Release date: April 29, 2013 at 10 am and 2pm (PST) in Prints.
Rootstrikers apply Thoreau’s quote — for every thousand hacking at the branches of evil, there’s one striking at the root — to the catastrophe that is our government today. The root is the corrupting influence of money in our politics. It’s reform is corruption reform. With love and respect, we think that’s a more meaningful term than “campaign finance reform.” To call this a problem of “campaign finance reform” is like calling an alcoholic a person with a “liquid intake problem.”
We have had thousands of active volunteers enlist in just the past six weeks in response to the powerful video we premiered at Barclays Center in NYC. We are training them and thousands of others around our organizing strategy; grounded in these six core assumptions:
- Politicians will not fix this unless we force them to.
- Forcing them requires a big, bold grassroots movement.
- That movement must be comprised of grassroots progressives AND conservatives.

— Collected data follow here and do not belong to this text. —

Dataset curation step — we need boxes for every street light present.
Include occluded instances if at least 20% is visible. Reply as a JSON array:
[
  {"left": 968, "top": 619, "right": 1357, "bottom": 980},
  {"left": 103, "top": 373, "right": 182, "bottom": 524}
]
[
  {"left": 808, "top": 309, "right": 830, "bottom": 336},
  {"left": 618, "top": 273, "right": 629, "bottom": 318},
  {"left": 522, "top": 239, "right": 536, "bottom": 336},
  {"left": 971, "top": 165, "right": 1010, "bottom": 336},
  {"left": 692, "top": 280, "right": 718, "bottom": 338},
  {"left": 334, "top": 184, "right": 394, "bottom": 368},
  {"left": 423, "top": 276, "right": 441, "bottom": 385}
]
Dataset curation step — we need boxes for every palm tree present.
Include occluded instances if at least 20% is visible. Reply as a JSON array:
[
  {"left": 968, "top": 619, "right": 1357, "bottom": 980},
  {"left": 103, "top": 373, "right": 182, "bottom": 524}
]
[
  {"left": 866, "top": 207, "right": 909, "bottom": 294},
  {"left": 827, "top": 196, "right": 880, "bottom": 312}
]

Both of whom already support bold reforms.
- The movement must be organized around big, transformative proposals that inspire and actually fix the problem.

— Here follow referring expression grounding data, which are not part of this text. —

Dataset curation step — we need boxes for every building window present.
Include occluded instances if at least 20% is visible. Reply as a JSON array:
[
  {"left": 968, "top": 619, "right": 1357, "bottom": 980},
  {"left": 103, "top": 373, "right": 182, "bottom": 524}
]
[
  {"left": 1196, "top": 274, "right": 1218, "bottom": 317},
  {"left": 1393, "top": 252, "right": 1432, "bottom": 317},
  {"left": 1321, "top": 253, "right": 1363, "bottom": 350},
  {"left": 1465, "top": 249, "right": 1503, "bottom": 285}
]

- The movement must be re-framed around corruption; not democracy, money-in-politics or campaign finance reform.
- We must prove we can win by passing state & local anti-corruption laws and resolutions.

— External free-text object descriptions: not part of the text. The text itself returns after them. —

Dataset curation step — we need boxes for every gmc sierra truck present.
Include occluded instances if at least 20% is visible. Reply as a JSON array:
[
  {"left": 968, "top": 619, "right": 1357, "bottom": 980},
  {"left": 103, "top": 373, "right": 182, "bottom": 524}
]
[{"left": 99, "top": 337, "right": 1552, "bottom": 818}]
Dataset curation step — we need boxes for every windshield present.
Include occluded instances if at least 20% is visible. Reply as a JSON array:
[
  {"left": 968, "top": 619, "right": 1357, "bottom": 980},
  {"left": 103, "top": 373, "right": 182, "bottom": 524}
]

With these assumptions, our campaign operates in three divisions:
1) Grassroots organizing
2) Compelling, viral social and multimedia
3) State and local policy victories
We had planned to run a Montana Anti-Corruption Act ballot initiative this year, but a conflicting ballot measure caused us to stay off the ballot in 2014. An anti-voting rights initiative – referred by the Montana legislature – will be on the ballot, and framed as an “anti-fraud” measure. Ours, of course is an “anti-corruption” measure. Having a bad anti-fraud initiative, and a good anti-corruption initiative on the same ballot is confusing, and potentially harmful to voting rights.
This is particularly frustrating after our February poll amongst likely voters in Montana revealed stunning levels of support for the Act: 85% of Democrats and 83% Republicans. In 32 years of polling, our pollster has never seen numbers this high for an initiative, calling ours virtually impossible to lose. This validates our central theory that we must introduce comprehensive reforms with popular lobbying, ethics and transparency provisions at the front of the parade, and public funding quietly in the back. We employ the “tax rebate” version of public funding because it is the most simple, most popular with moderates and conservatives, and most resistant to political attacks. We are now turning our attention to introducing an Anti-Corruption Act in another state and a handful of municipalities next year. With polling numbers as high as ours, we can and will emulate the successful strategies employed by marriage equality and marijuana reform advocates over the past two decades: passing Anti-Corruption Acts in cities and states across the nation, en route to federal reforms.
Crafting the Montana Anti-Corruption Act led us to a revelatory takeaway: top shelf constitutional and campaign finance lawyers concluded that the tax rebate public funding model may be directed toward state legislative, statewide, judicial and federal candidates from that state. This conclusion is replicable in other states as well, and reveals a potential game-changer: passing state-based Acts would begin creating federal public funding state-by-state…a smart end-run around the U.S. Congress.
Our short-term challenge is to ramp up capacity in the correct areas of operations. We just expanded our organizing team from one to four staff and several interns. We have a new engineer working on stronger online membership conversion rates. Now we’re beefing up our multimedia team, expanding from one to three producers and editors.